The 100 Greatest Cardinals: 71-80
NOTE: The BND has endeavored to identify an objective list of the top 100 St. Louis Cardinals players of all time, based on statistical formulas developed through sabermetrics. We’ll count down the list daily, player by player, until April 4, the day of the Cardinals’ 2019 home opener. The running list and player bios can be found at bnd.com.
NO. 68 SS SOLLY HEMUS
He had a weak arm and mediocre glove, was despised by Bob Gibson, and became the last player-manager the St. Louis Cardinals ever employed.
But Solly Hemus was a 5-foot-8 firebrand who got the most out of his limited natural ability and could torture pitchers with a penchant for getting on base and finding his way home.
But where to play him?
Early in the 1951 season, at age 28, he had been a light-hitting utility man, blocked at his natural position by second baseman Red Schoendienst. But first-year manager Marty Marion — Mr. Shortstop himself — liked the young scrapper he called “Mighty Mouse” and gave him a shot at short.
In just 120 games, he batted .281 with 68 runs scored. Marion, who must have expected little, rewarded Hemus with a backhanded compliment, telling sportswriters he was better “than we had the right to expect.”

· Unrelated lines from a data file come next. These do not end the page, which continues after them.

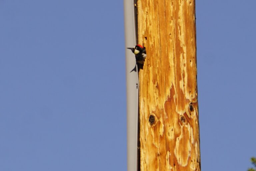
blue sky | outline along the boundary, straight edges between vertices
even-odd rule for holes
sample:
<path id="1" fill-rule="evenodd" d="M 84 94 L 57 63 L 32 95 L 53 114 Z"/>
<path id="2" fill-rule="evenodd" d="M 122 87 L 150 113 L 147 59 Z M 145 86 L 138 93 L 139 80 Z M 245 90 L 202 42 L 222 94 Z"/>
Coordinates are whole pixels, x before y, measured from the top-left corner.
<path id="1" fill-rule="evenodd" d="M 256 156 L 255 6 L 196 2 L 203 170 Z M 1 0 L 0 23 L 0 170 L 126 170 L 122 1 Z"/>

Marion lost his job in a feud with owner Fred Saigh, but Hemus had found a home.
The Cardinals new manager, Eddie Stanky — a slight, former middle infielder who may have modeled the mold that made Hemus —batted his shortstop leadoff, challenging him in 1952 to find his way on base at least 250 times.

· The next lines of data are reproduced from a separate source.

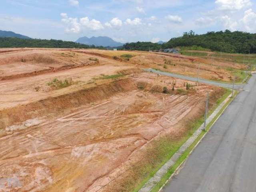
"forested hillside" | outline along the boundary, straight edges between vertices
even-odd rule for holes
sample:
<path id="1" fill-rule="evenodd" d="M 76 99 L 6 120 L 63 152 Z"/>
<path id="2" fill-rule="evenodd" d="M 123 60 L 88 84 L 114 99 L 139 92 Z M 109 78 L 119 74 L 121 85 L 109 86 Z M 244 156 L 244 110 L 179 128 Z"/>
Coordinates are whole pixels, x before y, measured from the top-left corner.
<path id="1" fill-rule="evenodd" d="M 72 41 L 51 39 L 20 39 L 12 38 L 0 38 L 0 48 L 34 47 L 44 48 L 96 48 L 94 46 L 88 46 Z M 103 47 L 97 47 L 103 48 Z"/>
<path id="2" fill-rule="evenodd" d="M 172 38 L 164 45 L 165 48 L 193 46 L 227 53 L 255 53 L 256 34 L 226 30 L 195 35 L 191 31 L 184 33 L 182 37 Z"/>
<path id="3" fill-rule="evenodd" d="M 172 38 L 162 45 L 150 42 L 137 42 L 126 44 L 123 48 L 148 51 L 149 47 L 153 50 L 187 46 L 201 47 L 227 53 L 256 53 L 256 34 L 239 31 L 231 32 L 226 30 L 197 35 L 190 31 L 184 33 L 181 37 Z"/>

Hemus’ average slipped 13 points from the previous season, but he drew 96 walks and leaned into 20 pitches to go with 153 base hits. His on-base percentage reached .392 and he led the National League with 105 runs scored.
And he showed a little pop at the plate.
On June 15 of that season, the Cardinals trailed the New York Giants 11-0 in the first game of a double header at the Polo Grounds. But rallies in the fifth and seventh innings, both sparked by RBI hits from Tommy Glaviano and Enos Slaughter, closed the deficit to a single run.
Leading off the eighth, Hemus asked Stanky if he should take a strike and try to draw a walk. “No,” Stanky told him. “Attack.”
Hemus tied the game by hitting the first pitch he saw from George Spencer over the right field wall. Then, in the top of the ninth, he capped the biggest comeback in team history with a two-run homer that proved to be the game winner.
He padded his scrappy reputation once again in 1953 by scoring a career-best 110 runs, hitting 32 doubles, and, for the second straight year, leading the majors in getting hit by pitches. But the Cardinals, now under the ownership of Anheuser-Busch, shipped seldom-used reliever Jack Crimian and $100,000 to the Cincinnati Reds for up-and-coming rookie Alex Grammas, a shortstop.
He had gushed to the press about the chance to share the middle infield with Schoendienst, but injured his shoulder badly in spring training. Hemus, once again the starter, went on to career bests in average (.304) and OBP (.453), but his reprieve was temporary.
Healthy again in ‘55, Grammas was the shortstop and Hemus was sent back to his old utility role then traded to Philadelphia the following spring.
When manager Fred Hutchinson, Stanky’s successor, was fired after a fifth-place finish in 1958, brewery president Gussie Busch remembered the gushy thank-you note he received from Hemus following the trade, expressing his desire to someday manage.
Rather than promote long-time minor league mentor Johnny Keene, Busch brought Hemus back as player-manager.
But in that new role, scrappy and fiery didn’t work. Hemus shattered the confidence of a rookie pitcher, Bob Gibson, whose name he couldn’t even remember. And Stan Musial, who had been benched, told management he planned to announce his retirement at the All-Star Break rather than sit for the new skipper.
In less than three seasons, Keene got that promotion and Hemus never managed again.